We may use information we have collected from our website and app in accordance with clause 4 for marketing purposes, such as the way you interact with our website and app.  

‍

We may also use your personal information for marketing and advertising purposes on Facebook, Instagram, TikTok, LinkedIn and Youtube, in compliance with the terms and conditions provided by Facebook and Instagram at the relevant time.  This may include, but is not limited to, uploading your personal information (in a secure format) to Facebook for the purpose of creating customised advertising campaigns. 

‍

13. Children’s privacy

Wingman is not intended for individuals under the age of 16.  We do not knowingly collect personal information from children.  If you believe that a child has provided us with personal information, please contact us and we will delete it promptly.

‍

14. Complaints

We take privacy complaints seriously. If you have a complaint about the way in which we have handled any privacy issue, including your request for access or correction of your personal information, you should contact us. Our contact details are set out below.

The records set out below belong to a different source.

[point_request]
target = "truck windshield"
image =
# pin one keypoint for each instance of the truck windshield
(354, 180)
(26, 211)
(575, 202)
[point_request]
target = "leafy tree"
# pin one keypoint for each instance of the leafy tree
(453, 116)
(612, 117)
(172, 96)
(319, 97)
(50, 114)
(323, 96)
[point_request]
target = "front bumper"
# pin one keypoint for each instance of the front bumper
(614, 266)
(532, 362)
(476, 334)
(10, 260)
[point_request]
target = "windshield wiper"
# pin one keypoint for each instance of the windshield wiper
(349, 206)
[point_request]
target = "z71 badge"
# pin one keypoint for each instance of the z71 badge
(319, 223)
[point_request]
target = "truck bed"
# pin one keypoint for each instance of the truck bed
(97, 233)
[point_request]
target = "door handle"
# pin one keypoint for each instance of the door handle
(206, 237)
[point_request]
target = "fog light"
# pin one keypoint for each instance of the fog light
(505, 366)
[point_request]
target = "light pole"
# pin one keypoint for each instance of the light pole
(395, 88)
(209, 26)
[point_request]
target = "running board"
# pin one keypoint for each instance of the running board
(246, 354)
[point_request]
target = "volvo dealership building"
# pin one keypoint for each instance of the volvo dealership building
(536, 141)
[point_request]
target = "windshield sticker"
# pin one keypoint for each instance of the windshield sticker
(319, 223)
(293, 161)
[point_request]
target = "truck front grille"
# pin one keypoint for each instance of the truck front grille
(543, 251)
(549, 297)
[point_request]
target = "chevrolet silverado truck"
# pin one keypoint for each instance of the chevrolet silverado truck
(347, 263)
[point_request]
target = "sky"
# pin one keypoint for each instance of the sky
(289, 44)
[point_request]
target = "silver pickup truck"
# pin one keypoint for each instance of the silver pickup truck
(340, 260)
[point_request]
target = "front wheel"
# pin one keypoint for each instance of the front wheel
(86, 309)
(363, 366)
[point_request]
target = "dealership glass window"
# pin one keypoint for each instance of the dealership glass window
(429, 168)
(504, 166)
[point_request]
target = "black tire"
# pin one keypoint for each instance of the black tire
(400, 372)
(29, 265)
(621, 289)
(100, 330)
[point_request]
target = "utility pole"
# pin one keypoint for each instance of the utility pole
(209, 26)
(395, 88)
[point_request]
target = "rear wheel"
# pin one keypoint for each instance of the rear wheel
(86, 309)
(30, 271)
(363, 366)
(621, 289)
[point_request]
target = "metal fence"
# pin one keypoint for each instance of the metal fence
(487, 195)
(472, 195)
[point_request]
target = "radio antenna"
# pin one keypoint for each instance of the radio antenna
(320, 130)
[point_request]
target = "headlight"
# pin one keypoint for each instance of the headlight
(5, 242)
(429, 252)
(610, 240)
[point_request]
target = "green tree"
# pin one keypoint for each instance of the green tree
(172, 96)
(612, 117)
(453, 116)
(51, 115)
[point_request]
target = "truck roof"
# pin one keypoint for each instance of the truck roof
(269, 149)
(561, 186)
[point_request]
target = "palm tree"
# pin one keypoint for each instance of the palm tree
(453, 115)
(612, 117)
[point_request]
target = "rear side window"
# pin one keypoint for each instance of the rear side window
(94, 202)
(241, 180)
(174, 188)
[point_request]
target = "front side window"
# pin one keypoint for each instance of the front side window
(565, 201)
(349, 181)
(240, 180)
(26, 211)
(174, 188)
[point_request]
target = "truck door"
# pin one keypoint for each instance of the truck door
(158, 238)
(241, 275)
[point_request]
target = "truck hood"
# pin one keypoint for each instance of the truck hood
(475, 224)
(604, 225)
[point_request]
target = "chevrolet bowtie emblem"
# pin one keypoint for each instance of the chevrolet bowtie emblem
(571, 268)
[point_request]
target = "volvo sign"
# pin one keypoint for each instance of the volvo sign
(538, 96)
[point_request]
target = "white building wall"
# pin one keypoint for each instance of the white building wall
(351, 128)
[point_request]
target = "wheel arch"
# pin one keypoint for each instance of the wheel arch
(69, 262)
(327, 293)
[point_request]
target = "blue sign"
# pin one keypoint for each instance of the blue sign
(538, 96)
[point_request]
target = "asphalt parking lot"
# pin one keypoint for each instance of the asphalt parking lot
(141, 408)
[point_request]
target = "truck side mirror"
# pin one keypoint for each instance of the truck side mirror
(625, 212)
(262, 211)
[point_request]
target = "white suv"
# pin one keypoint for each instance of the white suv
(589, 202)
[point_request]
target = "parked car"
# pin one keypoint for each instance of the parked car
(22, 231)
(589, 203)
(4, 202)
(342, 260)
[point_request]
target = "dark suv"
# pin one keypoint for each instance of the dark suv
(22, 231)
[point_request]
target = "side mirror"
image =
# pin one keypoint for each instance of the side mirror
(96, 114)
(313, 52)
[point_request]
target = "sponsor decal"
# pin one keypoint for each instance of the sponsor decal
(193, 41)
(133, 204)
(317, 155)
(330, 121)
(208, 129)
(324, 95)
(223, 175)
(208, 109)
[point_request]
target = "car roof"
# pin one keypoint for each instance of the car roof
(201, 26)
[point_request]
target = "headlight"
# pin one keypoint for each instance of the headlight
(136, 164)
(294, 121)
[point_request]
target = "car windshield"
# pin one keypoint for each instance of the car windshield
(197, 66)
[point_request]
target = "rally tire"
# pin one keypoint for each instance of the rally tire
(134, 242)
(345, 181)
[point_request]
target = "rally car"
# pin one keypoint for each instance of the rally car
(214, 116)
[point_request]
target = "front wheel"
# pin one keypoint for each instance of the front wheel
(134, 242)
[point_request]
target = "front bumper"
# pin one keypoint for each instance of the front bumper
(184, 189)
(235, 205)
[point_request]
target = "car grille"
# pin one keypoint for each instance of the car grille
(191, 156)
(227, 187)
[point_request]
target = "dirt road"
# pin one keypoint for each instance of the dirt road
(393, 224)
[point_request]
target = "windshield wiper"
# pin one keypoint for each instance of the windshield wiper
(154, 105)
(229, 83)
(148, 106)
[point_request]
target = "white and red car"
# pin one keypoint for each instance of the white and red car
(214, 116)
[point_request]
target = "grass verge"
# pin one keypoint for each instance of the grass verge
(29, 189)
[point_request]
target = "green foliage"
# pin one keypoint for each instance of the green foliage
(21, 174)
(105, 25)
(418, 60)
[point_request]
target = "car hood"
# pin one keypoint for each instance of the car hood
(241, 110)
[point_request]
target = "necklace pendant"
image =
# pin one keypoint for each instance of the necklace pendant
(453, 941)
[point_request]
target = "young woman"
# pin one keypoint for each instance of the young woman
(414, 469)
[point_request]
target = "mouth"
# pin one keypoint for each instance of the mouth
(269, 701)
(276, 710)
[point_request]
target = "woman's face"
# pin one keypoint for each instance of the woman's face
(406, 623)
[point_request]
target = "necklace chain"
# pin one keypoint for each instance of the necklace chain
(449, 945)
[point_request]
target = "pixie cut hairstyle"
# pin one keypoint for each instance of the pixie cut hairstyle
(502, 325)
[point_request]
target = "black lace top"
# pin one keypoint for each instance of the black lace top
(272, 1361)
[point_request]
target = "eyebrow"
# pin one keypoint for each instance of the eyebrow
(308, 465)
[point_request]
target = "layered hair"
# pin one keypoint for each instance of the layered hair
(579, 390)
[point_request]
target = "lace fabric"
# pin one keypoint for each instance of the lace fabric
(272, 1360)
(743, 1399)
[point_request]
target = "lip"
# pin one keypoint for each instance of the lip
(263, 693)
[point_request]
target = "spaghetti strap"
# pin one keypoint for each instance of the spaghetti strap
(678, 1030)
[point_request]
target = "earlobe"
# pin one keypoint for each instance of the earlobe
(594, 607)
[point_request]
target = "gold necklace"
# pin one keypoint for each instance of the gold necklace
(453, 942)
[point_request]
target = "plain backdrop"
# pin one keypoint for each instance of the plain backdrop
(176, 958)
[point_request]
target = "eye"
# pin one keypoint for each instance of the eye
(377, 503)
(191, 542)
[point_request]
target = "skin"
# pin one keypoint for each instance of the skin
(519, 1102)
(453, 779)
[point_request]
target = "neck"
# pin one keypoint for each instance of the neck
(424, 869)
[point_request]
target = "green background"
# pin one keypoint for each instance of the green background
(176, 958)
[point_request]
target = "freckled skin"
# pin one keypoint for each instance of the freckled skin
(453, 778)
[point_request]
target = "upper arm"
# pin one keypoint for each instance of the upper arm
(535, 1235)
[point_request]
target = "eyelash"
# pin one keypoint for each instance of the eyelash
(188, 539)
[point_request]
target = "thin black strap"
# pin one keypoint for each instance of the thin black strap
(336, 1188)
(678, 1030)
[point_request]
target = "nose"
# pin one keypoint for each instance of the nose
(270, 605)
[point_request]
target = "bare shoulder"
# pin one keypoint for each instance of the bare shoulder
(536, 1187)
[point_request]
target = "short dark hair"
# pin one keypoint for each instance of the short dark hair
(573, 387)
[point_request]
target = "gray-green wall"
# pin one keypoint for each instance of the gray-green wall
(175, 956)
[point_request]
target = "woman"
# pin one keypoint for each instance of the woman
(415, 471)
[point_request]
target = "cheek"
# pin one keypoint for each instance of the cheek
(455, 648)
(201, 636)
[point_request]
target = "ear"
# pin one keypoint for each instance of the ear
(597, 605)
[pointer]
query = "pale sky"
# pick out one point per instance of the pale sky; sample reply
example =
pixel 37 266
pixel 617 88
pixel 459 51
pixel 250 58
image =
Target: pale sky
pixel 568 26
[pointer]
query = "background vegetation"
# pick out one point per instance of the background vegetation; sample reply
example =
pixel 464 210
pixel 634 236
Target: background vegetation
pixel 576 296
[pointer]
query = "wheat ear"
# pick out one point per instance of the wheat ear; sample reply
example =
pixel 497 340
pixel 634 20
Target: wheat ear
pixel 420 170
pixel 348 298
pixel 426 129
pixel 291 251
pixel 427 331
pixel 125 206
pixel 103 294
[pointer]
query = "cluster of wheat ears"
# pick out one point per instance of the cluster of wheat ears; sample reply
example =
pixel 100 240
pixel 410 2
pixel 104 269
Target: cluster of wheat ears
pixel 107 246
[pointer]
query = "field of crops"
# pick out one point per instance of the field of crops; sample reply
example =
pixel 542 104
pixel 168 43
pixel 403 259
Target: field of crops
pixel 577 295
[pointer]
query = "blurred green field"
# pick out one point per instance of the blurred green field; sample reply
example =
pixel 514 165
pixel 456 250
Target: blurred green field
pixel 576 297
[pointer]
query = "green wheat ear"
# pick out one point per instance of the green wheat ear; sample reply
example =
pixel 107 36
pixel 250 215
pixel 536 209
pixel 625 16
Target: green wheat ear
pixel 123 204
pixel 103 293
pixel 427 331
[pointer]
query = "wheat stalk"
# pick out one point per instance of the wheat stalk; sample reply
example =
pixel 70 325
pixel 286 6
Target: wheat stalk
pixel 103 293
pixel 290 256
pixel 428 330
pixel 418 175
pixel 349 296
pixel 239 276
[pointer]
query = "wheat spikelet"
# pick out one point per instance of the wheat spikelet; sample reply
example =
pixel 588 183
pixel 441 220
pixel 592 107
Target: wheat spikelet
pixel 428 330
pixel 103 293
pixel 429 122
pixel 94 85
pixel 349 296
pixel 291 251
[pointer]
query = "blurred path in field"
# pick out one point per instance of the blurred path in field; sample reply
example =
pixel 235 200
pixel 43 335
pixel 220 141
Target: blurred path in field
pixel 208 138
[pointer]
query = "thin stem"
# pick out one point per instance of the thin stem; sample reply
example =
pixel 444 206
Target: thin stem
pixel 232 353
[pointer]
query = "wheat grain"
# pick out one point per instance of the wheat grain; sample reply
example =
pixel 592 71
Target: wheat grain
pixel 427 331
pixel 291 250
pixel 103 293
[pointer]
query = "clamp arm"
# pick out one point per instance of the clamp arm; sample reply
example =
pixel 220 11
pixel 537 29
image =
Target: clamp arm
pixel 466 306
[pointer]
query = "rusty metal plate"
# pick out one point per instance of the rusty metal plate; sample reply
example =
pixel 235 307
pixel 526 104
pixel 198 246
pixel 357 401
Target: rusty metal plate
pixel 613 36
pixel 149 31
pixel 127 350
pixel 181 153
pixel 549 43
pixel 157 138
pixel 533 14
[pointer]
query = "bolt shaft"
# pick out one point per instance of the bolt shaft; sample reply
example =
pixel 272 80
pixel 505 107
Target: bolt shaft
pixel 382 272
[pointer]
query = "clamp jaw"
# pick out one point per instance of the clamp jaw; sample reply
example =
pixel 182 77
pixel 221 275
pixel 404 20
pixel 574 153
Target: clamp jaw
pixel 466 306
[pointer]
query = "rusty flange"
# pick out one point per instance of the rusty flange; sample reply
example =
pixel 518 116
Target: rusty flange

We will consider your complaint and determine whether it requires further investigation. We will notify you of the outcome of this investigation and any subsequent internal investigation within 30 days.

If you remain unsatisfied with the way in which we have handled a privacy issue, you may approach an independent advisor or contact the Office of the Australian Information Commissioner (www.oaic.gov.au) for guidance on alternative courses of action which may be available.

If you have any questions, comments, requests or concerns, please contact us at:

Phone:

Email: privacy@wingmanmoney.com.au

Website: wingmanmoney.com

Postal address: 502/24 Norman Crescent, Norman Park QLD 4170

‍

15. Changes to this policy

From time to time, we may update this Privacy Policy to reflect changes to our practices, legal obligations, or product features. If the changes are material, we’ll notify you via email or in-app messaging at least 7 days in advance.

You may obtain a copy of our current policy from our website, app or by contacting us at the contact details above.

‍

This policy was last updated on 21 October 2025.